Dr. Johnson made for the drawing-room, and we streamed after him.
Seating himself by the window, he peered at the strange paper. Dr. Thomas, Ralph Plumbe, and I peered with him, and Fanny came from the mirror, where we had surprized her preening, to peer too.
As Dr. Johnson smoothed the billet, I threw up my hands.
“What can be done with this!” I exclaimed. “We are to find out the 24 letters of the alphabet, and in this whole message we find but two symbols.”
“What man can encypher, man can decypher,” replied Dr. Johnson sententiously, “more especially when the encypherer is one of the inmates of Streatham, and the decypherer is Sam: Johnson. But see where our hostess comes.”
/> She came empty-handed. The new book of cyphers was not to be found.
“Then,” said Dr. Johnson, “we must make do with what we have in our heads. Let us examine this billet and see what it has to say to us.”
We hung over his shoulder, Mrs. Thrale, Dr. Thomas, the Plumbe children, and I. Ralph sucked air through his teeth in excitement, little Fanny’s pretty bosom lifted fast.

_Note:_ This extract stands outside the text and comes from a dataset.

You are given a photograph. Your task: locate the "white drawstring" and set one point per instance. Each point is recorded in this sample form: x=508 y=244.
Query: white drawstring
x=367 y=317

“Now, ma’am,” began Dr. Johnson, addressing Mrs. Thrale, not ill-pleased to display his learning, “you must know, that cyphers have engaged the attention of the learned since the remotest antiquity. I need but name Polybius, Julius Africanus, Philo Mechanicus, Theodorus Bibliander, Johannes Walchius, and our own English Aristotle, Francis Bacon—”
“Oh, good lack, sir,” cried little Fanny with a wriggle, “what does the paper say?”
“In good time, miss,” replied the philosopher with a frown. “We have here 330 characters, all either a or b; writ in 16 groups on a page from a pocket book, with a fair-mended quill. ’Tis notable, that the writer wrote his letters in clusters of five, never more, never less; you may see between every group the little nodule of ink where the pen rested. Let us mark the divisions.”
With his pen he did so. I watched the lines march:
aabab/abbab/baaaa/baaba ababb/abbab baaaa baaba
abbaa’/abbab/baaba/aabaa/baaab baaba aabaa
aabbb/aaaaa/ababa/ababa/aabaa...
“We now perceive,” said Dr. Johnson as his pen flicked, “that we have to do, not with a correspondence of letter for letter, but for groups of letters. We have before us, in short, Mr. Boswell, the famous bi-literal cypher of the learned Francis Bacon; as set forth, I make no doubt, in Thrale’s missing book of cyphers.”
Mrs. Thrale clapped her hands.
“Now we shall understand it. Mark me, ’tis a plot of the French against us.”
“Alas,” said Dr. Johnson, “I do not carry the key in my head; but I shall make shift to reconstruct it. ’Tis many years since I was a corrector of the press; but the printer’s case still remains in my mind to set me right on the frequencies of the letters in English.”